PDA

View Full Version : linux RCE starter


0xf001
January 4th, 2005, 15:47
hi everybody!

i have put together a little "linux RCE entry point" - a reference listing
the typical tools you need doing RCE on linux:

debuggers, disassemblers, tracers, file editors, ...

as well as some introductional papers ...

as this grew too big for a post, I have loaded it up to

http://woodmann.com/0xf001/

this should be quite useful for a getting started reference.

cheers, 0xf001

[ edit ] link updated

0xf001
January 4th, 2005, 19:33
hi again!

the new 29A#8 magazine provides an interesting article for ASM coding
under linux, related to ELF header parsing. thx to gabri3l who told me!

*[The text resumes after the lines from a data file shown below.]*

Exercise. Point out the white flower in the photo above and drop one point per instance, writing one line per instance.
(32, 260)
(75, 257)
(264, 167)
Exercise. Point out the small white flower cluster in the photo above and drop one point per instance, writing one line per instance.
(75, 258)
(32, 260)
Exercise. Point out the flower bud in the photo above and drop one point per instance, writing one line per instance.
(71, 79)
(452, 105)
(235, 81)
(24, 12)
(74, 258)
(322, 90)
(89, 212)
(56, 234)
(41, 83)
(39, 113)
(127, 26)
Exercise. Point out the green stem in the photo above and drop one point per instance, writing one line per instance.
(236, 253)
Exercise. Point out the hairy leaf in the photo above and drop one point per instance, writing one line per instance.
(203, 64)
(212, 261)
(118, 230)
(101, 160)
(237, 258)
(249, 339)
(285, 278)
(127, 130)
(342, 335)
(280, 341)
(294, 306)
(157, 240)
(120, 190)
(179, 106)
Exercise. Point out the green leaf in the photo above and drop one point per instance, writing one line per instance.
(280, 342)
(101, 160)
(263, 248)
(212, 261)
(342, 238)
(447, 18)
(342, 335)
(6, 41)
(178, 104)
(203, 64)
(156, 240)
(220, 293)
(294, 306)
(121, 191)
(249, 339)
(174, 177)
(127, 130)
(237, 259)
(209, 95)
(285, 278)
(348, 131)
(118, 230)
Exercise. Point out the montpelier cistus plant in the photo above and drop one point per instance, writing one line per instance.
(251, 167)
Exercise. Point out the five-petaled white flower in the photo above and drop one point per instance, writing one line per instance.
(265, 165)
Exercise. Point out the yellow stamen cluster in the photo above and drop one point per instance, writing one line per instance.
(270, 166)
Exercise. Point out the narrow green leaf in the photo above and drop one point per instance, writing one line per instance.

i have hosted this file temporary on the linux RCE starter page, until the
29A#8 online version is fixed.

enjoy!

regards, 0xf001

esther
January 5th, 2005, 01:55
Some guys already started writting tutes

http://biw.rult.at/tuts/stingduk_linux_disasm.htm

blabberer
January 5th, 2005, 04:52
hi Foo1,
word wrap the texts to fit into 800*600 the horizontal scroll is icky
btw iirc you coded one crackme yeah nice little trick checksumming the image before decrypting using int 80 i dont see a referance to it or a solution to it
anyway nice page


ps edit sorry about the crackme itwasnt by you but by some disorder

0xf001
January 5th, 2005, 04:59
cat dump1 | more

this guy likes to type very redundant but yes for a beginners tut it is fine!

oltough I do not really like objdump as it is very limited and it displays in AT&T syntax

i can be arrogant, too hehe!

thanks for the link,

0xf001

0xf001
January 5th, 2005, 05:07
blabberer,

800*600 (uuuh) - OK, I will do it for you !

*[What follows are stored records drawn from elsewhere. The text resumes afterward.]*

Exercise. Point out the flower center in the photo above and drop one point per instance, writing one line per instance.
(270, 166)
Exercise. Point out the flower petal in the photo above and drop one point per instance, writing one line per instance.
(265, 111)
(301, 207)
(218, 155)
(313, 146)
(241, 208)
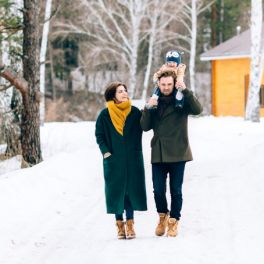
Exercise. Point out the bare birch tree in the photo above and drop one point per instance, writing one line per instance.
(43, 51)
(114, 27)
(29, 85)
(188, 18)
(256, 65)
(9, 98)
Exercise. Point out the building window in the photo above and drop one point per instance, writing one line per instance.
(261, 96)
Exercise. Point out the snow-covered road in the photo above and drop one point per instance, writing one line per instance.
(55, 212)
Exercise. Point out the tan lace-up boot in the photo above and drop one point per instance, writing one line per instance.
(130, 232)
(162, 225)
(121, 233)
(172, 227)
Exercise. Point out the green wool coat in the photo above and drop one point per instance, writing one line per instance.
(170, 141)
(124, 169)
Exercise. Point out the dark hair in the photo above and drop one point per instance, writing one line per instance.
(110, 90)
(168, 74)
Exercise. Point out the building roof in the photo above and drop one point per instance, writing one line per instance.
(236, 47)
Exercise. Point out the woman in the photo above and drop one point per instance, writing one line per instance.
(119, 135)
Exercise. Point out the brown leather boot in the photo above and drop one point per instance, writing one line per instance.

you are talking about the "trythis" crackme on biw.rult.at? Well, fine if there
is no solution yet, let's give it a try ... ! Have you solved it?


cheers, 0xf001

blabberer
January 5th, 2005, 07:19
Quote:
oltough I do not really like objdump as it is very limited and it displays in AT&T syntax

try this
Quote:

objdump -M intel -d "yur exe" > dumpo
cat dumpo | more


well i kinda solved it lit four leds but dont have access to shell all the time
and i was talking about dcrkme by discord
running a gui app half way across the world from a windows pc with x-11
forwarding is kinda time consuming a click takes two minutes to break on gdb running in shell
and thanks for
Quote:
800*600 (uuuh) - OK, I will do it for you !

0xf001
January 5th, 2005, 15:57
thank you blabberer !

i really missed this objdump option (-M intel). or maybe allready forgot?
does not matter... this is indeed a very good option to remember!

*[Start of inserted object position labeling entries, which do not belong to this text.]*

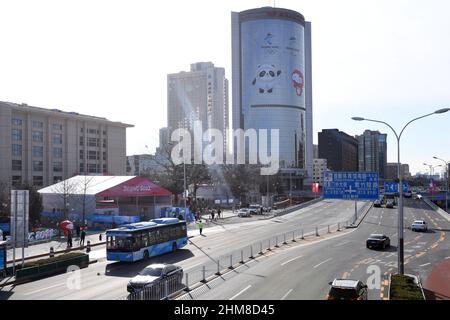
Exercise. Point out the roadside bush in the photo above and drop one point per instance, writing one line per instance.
(404, 288)
(65, 256)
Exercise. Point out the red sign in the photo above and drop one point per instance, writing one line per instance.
(137, 186)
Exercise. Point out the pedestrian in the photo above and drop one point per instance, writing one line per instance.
(69, 239)
(82, 237)
(200, 226)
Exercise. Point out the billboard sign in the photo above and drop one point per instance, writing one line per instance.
(392, 187)
(19, 217)
(351, 185)
(273, 56)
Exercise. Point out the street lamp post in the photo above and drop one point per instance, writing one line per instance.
(446, 181)
(431, 168)
(401, 269)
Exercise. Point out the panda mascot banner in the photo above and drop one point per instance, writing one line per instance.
(272, 82)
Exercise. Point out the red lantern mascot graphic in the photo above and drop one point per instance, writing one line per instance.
(298, 81)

but nevertheless I do very seldom use objdump, as I prefer "real"
disassemblers which are made for this purpose. for quick looking well, I
still use it sometimes. my concern is more about what I called
"it is very limited"

Quote:
well i kinda solved it lit four leds


hehe, good! this I also did before, without even looking at the code, just
at the function names and I guessed how the syntax for the serial must be, hehe it is a nice crackme.
now I have disassembled the serial algorythm and am writing a keygen....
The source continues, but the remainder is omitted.